In layman terms Recall denotes coverage i.e. how many positives our model was able to capture. For example- out of 1000 cancer patients, 3% recall meant that my model identified only 30 cancer patients. The model made 31 predictions overall out of which 30 were True Positives and 1 was False Positive. Hence the Precision = 96.8% (30/31). Such blunders are highly unaffordable as we are losing out on so many positives despite having high precision.In business world, this could have terrible impact!
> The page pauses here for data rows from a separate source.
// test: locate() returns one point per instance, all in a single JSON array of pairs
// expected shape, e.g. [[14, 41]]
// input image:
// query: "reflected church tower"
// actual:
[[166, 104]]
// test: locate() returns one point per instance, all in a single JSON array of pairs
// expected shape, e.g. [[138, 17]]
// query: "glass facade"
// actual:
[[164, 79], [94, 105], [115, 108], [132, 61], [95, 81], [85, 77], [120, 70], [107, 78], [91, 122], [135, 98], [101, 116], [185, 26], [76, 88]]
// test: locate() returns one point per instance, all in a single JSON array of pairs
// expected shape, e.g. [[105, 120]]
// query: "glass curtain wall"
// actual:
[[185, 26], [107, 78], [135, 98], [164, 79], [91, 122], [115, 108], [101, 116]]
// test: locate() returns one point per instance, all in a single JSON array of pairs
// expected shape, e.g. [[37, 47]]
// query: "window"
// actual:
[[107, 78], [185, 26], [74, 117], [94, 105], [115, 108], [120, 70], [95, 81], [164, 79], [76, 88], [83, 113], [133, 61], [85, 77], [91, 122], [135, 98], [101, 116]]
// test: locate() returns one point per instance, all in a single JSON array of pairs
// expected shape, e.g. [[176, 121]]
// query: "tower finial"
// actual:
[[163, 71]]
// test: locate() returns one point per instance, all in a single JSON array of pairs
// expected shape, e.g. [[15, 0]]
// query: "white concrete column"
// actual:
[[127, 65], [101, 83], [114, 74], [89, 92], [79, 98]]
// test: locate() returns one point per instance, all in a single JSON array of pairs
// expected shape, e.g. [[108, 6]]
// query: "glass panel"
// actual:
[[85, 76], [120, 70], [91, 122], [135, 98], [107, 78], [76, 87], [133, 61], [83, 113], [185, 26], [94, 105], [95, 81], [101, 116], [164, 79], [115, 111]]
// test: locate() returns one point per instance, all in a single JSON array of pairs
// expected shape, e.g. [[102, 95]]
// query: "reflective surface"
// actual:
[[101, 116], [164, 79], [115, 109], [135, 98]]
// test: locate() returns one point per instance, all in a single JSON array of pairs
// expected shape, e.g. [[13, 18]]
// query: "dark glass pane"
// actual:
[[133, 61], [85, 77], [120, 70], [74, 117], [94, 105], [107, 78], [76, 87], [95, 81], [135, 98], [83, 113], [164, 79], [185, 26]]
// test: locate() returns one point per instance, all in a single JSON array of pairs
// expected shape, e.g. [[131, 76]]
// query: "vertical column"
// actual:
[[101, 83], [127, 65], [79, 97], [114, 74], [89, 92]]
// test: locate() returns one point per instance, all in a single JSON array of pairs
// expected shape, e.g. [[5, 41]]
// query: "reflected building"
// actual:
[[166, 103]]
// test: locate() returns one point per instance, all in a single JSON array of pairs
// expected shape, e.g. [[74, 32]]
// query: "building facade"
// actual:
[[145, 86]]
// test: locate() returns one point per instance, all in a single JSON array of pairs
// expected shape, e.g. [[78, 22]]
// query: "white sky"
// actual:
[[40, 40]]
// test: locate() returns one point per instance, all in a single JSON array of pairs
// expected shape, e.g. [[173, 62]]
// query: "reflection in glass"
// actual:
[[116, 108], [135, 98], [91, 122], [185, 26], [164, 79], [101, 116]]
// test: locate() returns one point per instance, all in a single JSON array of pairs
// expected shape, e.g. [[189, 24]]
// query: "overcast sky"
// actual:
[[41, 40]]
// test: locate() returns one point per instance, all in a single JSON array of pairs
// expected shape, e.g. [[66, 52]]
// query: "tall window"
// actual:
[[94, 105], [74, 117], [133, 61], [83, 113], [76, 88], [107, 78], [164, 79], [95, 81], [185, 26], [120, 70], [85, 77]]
So, ML is not only about data and packages. It’s more about knowing the inner working of the algorithms and the ability to visualize the broader picture, ensuring that picture you're painting uses right colors, brushes and the final picture doesn’t give you a dog photo instead of Mona Lisa’s.
To conclude, someone rightly said –
What we know is a DROP. What we don’t know is an OCEAN!!
Thanks for sharing. Confusion matrix concept is so really confusing until we faced some problem.👍
Thanks for sharing your experience, Monika!